Anyone heard about any plans for having this addressed? Strange thing is that there are no updates from August,2016 considering that DNS resolution is so unreliable that it cannot be trusted at all.

@angeloluciani that is more a workaround then a solution…

@thaJeztah I am still experiencing this issue with 1.9.1. Don’t have my hands on 1.10.0 yet.

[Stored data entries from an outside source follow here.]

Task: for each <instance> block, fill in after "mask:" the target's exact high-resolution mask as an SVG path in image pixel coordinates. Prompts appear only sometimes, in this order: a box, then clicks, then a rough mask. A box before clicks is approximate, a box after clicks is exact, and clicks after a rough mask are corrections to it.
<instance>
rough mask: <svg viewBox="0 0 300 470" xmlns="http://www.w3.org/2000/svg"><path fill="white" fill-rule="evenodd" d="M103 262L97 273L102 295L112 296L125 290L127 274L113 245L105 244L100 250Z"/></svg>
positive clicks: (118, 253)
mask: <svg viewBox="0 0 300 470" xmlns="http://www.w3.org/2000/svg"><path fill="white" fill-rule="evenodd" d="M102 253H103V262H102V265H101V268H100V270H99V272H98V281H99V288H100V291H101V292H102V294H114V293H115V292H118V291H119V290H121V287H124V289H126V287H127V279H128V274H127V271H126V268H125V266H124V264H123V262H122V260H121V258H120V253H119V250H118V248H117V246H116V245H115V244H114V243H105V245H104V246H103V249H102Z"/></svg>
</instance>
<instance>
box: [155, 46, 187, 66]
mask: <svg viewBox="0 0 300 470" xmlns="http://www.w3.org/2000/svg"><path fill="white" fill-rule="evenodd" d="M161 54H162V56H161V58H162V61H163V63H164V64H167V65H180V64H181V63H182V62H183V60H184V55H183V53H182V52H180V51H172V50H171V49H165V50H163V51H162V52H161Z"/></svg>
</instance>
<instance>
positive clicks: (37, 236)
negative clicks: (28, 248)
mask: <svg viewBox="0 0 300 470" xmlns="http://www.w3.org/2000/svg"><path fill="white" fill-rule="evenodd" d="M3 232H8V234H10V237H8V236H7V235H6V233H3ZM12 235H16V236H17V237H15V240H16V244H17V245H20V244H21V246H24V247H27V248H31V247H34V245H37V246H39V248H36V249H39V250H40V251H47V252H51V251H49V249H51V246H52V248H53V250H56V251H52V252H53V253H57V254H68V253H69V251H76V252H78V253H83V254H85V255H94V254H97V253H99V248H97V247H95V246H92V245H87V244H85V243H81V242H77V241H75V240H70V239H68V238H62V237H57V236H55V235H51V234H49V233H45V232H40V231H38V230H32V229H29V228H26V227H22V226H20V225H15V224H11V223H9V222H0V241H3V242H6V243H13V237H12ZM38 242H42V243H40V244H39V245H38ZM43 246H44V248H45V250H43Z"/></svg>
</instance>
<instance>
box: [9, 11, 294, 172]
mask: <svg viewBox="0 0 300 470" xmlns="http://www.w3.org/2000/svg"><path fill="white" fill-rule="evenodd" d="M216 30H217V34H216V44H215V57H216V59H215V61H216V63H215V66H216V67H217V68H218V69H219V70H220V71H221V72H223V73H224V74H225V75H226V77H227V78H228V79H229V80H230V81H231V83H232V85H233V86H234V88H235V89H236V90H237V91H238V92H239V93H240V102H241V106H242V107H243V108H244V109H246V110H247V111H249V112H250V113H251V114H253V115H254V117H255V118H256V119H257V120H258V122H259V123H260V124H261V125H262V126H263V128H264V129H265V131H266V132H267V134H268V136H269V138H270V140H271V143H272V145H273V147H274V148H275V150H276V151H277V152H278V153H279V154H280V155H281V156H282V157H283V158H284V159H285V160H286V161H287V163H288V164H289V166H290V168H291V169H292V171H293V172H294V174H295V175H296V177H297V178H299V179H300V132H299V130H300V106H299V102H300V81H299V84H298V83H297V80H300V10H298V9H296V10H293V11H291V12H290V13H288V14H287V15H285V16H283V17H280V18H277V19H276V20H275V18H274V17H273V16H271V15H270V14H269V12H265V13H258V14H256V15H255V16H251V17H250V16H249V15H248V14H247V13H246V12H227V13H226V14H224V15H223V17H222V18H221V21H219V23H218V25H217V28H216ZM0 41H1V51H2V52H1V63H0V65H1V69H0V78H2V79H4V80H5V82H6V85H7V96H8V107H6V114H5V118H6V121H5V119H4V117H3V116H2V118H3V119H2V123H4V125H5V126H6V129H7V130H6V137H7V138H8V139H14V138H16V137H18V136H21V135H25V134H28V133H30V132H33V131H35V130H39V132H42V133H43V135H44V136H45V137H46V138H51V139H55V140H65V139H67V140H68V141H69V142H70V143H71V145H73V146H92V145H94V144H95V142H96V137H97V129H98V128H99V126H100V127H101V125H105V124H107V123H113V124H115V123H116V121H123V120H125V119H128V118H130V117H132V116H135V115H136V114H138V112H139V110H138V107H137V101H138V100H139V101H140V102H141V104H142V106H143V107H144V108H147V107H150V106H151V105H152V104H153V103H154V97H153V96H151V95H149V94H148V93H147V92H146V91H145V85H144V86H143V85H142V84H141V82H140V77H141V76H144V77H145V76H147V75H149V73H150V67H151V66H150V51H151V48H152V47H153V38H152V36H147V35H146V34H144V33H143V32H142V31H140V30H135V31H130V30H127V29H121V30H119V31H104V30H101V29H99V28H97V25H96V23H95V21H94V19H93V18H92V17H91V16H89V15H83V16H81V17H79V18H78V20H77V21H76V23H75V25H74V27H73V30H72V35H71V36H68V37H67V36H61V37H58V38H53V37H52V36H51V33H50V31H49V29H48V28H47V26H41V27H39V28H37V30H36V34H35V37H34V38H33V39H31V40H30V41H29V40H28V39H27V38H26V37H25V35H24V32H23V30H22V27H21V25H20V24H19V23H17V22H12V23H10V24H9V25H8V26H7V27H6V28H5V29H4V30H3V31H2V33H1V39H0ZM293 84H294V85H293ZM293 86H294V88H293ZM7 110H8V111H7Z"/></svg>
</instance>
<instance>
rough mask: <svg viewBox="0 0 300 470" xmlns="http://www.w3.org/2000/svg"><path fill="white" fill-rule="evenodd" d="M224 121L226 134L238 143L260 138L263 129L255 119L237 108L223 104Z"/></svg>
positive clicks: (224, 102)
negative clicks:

The issue seems to have surfaced as an issue in the iptables-based bridging. Something happens where some containers simply stop sending valid outgoing traffic. tcpdump didn’t really offer conclusive diagnostics. One work-around I found was to run iptables-save, restart iptables (flush), then iptables-restore. The networking to the container resumes without restarting the container instance.

I have not tried the dummy mac address workaround so I can’t confirm that works. This is difficult to troubleshoot because as soon as we poke and prod, the services revive. Here’s what’s brought it back to life.

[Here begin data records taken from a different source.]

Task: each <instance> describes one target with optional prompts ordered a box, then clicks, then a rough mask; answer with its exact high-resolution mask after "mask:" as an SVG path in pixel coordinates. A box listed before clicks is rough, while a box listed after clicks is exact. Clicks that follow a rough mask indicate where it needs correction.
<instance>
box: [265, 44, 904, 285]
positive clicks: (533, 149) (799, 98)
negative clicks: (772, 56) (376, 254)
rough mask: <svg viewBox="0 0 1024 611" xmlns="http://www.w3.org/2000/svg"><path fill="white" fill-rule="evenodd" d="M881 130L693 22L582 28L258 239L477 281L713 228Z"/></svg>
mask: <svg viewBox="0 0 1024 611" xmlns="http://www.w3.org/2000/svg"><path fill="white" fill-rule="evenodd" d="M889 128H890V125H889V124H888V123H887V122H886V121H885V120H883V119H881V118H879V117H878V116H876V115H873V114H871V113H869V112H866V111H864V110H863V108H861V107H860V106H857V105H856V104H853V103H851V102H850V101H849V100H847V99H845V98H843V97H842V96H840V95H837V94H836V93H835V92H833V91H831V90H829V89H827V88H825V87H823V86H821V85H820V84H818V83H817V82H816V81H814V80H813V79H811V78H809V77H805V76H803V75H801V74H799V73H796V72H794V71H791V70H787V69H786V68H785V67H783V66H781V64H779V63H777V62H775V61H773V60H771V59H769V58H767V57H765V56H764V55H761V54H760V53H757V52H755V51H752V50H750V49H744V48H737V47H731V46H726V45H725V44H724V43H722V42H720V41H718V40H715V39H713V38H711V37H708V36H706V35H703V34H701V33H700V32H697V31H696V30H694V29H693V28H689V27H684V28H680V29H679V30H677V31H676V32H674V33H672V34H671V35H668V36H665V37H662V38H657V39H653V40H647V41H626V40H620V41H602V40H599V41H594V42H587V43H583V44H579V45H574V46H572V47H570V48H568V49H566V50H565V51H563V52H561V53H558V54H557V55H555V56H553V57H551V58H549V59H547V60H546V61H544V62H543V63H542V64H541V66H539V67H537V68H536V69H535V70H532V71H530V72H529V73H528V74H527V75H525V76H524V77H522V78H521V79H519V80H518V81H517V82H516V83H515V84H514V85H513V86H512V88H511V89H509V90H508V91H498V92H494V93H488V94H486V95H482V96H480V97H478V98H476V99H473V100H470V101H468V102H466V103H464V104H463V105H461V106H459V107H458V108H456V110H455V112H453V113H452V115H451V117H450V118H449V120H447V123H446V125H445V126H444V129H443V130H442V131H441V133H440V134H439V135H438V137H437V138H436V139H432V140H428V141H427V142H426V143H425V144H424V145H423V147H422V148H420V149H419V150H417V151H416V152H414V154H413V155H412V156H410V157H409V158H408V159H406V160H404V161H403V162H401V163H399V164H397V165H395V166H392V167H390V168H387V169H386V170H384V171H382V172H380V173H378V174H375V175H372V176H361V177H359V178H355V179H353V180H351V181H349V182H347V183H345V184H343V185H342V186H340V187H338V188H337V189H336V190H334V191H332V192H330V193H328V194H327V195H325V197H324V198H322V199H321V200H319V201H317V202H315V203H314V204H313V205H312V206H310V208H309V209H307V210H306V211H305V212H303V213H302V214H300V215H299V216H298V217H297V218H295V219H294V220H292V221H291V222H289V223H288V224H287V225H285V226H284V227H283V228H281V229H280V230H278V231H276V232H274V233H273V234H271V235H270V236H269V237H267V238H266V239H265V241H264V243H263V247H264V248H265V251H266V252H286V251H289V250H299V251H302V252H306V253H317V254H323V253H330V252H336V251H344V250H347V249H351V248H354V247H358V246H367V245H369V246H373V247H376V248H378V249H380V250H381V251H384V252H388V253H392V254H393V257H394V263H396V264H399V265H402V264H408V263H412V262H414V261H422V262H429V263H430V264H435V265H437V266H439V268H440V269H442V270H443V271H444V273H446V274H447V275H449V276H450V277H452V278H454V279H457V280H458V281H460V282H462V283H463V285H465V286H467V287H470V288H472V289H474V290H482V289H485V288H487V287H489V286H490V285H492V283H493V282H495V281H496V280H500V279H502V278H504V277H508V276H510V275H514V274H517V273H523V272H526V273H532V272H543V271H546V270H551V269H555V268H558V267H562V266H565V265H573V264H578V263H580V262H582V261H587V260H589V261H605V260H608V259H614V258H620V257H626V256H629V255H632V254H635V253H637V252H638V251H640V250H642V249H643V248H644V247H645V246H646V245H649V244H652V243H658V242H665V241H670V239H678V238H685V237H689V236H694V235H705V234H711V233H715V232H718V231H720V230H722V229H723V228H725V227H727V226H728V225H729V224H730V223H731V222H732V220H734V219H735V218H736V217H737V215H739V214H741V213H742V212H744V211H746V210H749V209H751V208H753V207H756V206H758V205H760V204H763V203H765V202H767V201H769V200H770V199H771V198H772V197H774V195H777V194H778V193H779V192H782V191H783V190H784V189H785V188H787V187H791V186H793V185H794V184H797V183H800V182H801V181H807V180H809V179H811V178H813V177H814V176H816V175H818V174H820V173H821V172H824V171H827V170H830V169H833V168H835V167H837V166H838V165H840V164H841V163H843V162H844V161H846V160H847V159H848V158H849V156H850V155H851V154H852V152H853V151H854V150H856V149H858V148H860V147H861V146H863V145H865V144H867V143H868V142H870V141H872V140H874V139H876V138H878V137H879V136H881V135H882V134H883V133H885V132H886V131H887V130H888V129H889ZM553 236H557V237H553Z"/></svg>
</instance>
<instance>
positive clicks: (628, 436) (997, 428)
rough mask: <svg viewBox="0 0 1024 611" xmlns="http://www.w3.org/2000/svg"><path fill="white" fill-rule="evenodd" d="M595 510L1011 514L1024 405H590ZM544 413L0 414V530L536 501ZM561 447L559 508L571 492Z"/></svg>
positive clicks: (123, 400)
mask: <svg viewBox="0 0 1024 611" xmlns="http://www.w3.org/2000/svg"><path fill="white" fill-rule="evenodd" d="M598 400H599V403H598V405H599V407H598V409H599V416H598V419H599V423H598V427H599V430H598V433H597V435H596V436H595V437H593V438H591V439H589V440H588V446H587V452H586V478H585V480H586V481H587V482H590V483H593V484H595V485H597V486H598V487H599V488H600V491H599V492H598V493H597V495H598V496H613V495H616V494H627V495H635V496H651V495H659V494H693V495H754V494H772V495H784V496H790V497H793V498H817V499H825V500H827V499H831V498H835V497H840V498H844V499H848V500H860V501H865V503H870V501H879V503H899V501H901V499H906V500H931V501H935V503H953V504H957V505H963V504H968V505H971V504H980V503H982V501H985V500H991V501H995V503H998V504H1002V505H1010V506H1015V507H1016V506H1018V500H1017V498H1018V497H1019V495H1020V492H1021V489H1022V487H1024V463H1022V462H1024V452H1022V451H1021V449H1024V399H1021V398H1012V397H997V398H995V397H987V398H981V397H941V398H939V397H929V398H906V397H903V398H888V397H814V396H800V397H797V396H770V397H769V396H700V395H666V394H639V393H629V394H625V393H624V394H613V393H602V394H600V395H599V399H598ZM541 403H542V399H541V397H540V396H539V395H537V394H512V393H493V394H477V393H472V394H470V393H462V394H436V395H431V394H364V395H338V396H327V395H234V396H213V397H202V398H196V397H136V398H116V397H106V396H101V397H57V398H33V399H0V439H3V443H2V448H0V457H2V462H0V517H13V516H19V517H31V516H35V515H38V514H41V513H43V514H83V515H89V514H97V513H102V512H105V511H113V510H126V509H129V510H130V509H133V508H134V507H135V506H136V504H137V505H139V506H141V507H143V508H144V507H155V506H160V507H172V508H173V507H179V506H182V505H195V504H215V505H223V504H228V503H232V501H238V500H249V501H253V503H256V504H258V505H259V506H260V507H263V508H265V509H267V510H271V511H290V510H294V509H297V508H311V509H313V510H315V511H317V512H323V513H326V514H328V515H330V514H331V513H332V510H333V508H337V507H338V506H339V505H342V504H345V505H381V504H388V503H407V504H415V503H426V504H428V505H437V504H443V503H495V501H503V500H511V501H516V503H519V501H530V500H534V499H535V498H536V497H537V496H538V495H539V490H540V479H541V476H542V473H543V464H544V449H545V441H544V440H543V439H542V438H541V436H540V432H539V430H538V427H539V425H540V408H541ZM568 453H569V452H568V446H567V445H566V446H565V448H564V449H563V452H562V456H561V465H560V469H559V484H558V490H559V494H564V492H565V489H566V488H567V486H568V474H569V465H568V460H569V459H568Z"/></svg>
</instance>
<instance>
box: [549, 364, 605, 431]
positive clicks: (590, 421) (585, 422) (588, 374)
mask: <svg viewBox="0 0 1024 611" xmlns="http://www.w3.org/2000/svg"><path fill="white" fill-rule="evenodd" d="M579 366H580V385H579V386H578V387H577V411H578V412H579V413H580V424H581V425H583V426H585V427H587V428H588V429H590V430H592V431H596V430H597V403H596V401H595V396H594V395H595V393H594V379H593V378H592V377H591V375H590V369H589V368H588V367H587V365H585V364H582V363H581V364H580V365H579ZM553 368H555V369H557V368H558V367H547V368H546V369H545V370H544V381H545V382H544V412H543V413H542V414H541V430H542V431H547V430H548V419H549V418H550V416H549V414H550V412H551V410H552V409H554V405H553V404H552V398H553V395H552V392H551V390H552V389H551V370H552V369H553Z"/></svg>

  • docker restart <container>
  • iptables-save tmpfile; service iptables restart; iptable-restore
  • service docker restart (more shotgun approach to the docker container restart)

I think the common thing between these is that docker reconfigures the iptables in each case. If it’s not an docker issue directly (iptables) I believe this is a docker networking design issue and should be looked into at the very least.

FWIW we were able to eliminate DNS issues we had on larger machines that performed a high rate of DNS resolution by running a local cache (dnsmasq). It’s been a few months, but I believe this was related to some kind of port exhaustion. These would stack up in the conntrack table and once hit 65Kish things would go south.

@brudrafon Thanks for the info.

The symptoms here are very subtly different than the article you posted. The article describes the symptoms as the host losing connectivity. In this case, the docker containers are the instances that lose connectivity, not the host.

For example, I have a single host running 5 containers container a on port 3000 container b on port 3001 etc…

The symptoms are any one random container is suddenly unable to make outgoing calls in a timely fashion. The container is receiving requests but is not able to respond because it is unable to communicate with dependent services (e.g. DNS, DB, etc.) DNS being the most obvious example. Some, none, or all containers may or may not fail at the same time. All while this is happening, connectivity to/from the host remains unaffected. Restarting the docker daemon works around the issue temporarily but only delays the inevitable.

I will give the info in the article a try though but even if it helps it is still just a workaround. Docker really must either fix this in their project or champion the upstream fix in the bridge driver.